Why it matters: Wall Street's view is at odds with that of Main Street, which sees AI as more of an existential threat that could eliminate jobs en masse and destabilize the economy, a perspective that goes beyond valuations.
What they're saying: "In a bubble, you feel amazing," Jacob Manoukian, U.S. head of investment strategy at J.P. Morgan Private Bank, tells Axios.
- But "people understand that AI is going to have consequences" and that "the market is excited about it, because it can have the ability to disrupt labor," he says. That understanding causes a hit to consumer sentiment and a lot of discussion about the bubble.
Zoom in: Workers worried about a bubble may feel that way if they aren't adopting the technology, feeding doubts over whether AI is really all that.
- At a recent lunch with 15 executives in San Francisco, sources told Axios that lack of AI adoption is part of the problem. "The brain is designed to prevent you from adopting these tools," Pär Edin, principal at KPMG, said.
- "Especially those tools that people think will replace them," Barak Turovsky, venture advisor and former chief AI officer at GM, added.
Reality check: These fears are rooted in reality: AI will displace workers.
- JPMorgan estimates that 15% of current jobs will be replaced by AI in the next 20 years, equating to $7 trillion in GDP gains.
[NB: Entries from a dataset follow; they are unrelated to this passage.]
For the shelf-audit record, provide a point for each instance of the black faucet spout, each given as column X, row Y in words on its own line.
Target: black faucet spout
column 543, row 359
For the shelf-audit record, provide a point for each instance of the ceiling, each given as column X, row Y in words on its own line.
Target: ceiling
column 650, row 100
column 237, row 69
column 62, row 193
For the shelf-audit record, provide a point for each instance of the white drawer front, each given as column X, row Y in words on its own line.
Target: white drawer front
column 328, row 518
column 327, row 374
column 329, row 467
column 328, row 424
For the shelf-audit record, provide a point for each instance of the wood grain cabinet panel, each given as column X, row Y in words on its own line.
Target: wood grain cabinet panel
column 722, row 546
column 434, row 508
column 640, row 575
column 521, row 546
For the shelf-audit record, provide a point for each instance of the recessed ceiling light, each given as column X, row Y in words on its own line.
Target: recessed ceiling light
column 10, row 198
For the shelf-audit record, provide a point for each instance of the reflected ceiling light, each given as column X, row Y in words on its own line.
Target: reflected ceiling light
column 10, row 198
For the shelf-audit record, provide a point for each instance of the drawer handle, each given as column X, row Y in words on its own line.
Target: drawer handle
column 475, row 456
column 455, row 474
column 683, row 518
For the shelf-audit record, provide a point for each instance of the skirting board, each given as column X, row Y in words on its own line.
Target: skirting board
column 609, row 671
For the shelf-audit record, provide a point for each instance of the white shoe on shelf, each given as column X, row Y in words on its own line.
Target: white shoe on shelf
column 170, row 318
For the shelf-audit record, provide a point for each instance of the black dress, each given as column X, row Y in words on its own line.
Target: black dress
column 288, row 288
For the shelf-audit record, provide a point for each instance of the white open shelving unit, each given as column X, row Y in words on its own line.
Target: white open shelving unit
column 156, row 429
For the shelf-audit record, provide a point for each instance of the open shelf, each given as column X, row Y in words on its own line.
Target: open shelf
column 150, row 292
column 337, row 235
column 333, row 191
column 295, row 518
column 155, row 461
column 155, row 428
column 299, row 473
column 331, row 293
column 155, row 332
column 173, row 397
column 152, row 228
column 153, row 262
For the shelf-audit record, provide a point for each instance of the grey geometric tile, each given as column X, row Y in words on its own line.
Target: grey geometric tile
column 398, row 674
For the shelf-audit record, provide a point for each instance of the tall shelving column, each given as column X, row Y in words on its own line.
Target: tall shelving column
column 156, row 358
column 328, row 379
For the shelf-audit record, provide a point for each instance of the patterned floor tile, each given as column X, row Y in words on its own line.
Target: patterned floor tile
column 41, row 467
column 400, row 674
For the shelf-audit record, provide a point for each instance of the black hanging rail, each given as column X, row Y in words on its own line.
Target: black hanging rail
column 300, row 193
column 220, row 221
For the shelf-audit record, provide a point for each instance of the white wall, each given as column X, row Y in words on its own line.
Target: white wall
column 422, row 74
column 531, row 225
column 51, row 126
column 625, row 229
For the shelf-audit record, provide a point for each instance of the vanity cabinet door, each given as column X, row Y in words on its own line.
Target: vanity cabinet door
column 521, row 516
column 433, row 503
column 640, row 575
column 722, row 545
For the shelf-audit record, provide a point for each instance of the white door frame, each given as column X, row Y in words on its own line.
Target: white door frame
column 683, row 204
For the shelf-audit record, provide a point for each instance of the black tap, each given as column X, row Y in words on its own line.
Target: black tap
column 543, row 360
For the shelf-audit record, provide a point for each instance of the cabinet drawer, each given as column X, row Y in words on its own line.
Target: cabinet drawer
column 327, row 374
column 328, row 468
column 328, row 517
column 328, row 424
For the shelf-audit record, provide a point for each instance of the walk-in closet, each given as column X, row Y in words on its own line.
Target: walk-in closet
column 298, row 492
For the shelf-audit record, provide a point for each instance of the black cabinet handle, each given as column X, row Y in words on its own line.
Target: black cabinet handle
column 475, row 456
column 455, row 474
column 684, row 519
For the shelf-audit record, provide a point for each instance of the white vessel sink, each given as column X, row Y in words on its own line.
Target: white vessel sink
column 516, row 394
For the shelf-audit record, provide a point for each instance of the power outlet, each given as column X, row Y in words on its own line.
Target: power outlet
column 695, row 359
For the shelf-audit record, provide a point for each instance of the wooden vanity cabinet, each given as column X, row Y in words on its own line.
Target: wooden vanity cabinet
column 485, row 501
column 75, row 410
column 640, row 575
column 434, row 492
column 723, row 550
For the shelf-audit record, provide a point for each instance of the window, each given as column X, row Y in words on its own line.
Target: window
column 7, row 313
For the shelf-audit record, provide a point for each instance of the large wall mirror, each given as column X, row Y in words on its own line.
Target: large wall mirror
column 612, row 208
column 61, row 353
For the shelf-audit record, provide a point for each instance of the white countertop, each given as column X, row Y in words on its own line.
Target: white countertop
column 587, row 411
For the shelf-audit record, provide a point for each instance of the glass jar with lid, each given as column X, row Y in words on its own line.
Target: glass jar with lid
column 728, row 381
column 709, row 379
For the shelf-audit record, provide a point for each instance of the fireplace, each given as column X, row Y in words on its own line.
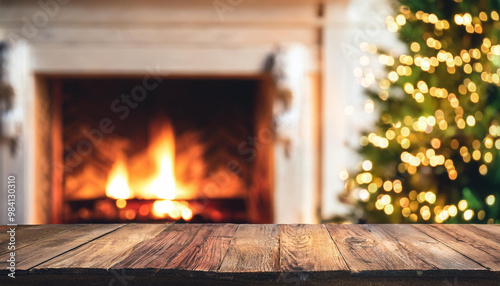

HSBC sees AI equating to 1% in cost savings in the near term.
Tension point: Let me hold your hand while I say this: Job displacement is the opposite of bubbly.
- Fewer jobs may translate to lower labor costs, fatter margins and stronger earnings. Such cost cutting could be the key for the AI bubble to dissipate rather than pop.
- Companies can grow into their valuations as they cut costs by using the technology, allowing their earnings to soar, justifying their stock prices.
Thought bubble: Multiple sources have joked to me that people should invest as a hedge against their own livelihoods. If AI is taking your job, that means corporate profits are growing, so you might as well find a way to benefit.
- A smart reader sent me an email asking how companies will profit if everyone loses their jobs to AI and can no longer spend money.
- I asked several bankers about this. They said displacement will happen, but it will not be that widespread, and displacement will bring new jobs we have not even imagined yet.
The bottom line: The job fears that make people question the AI bubble are actually the thing that could make it, well, not a bubble at all.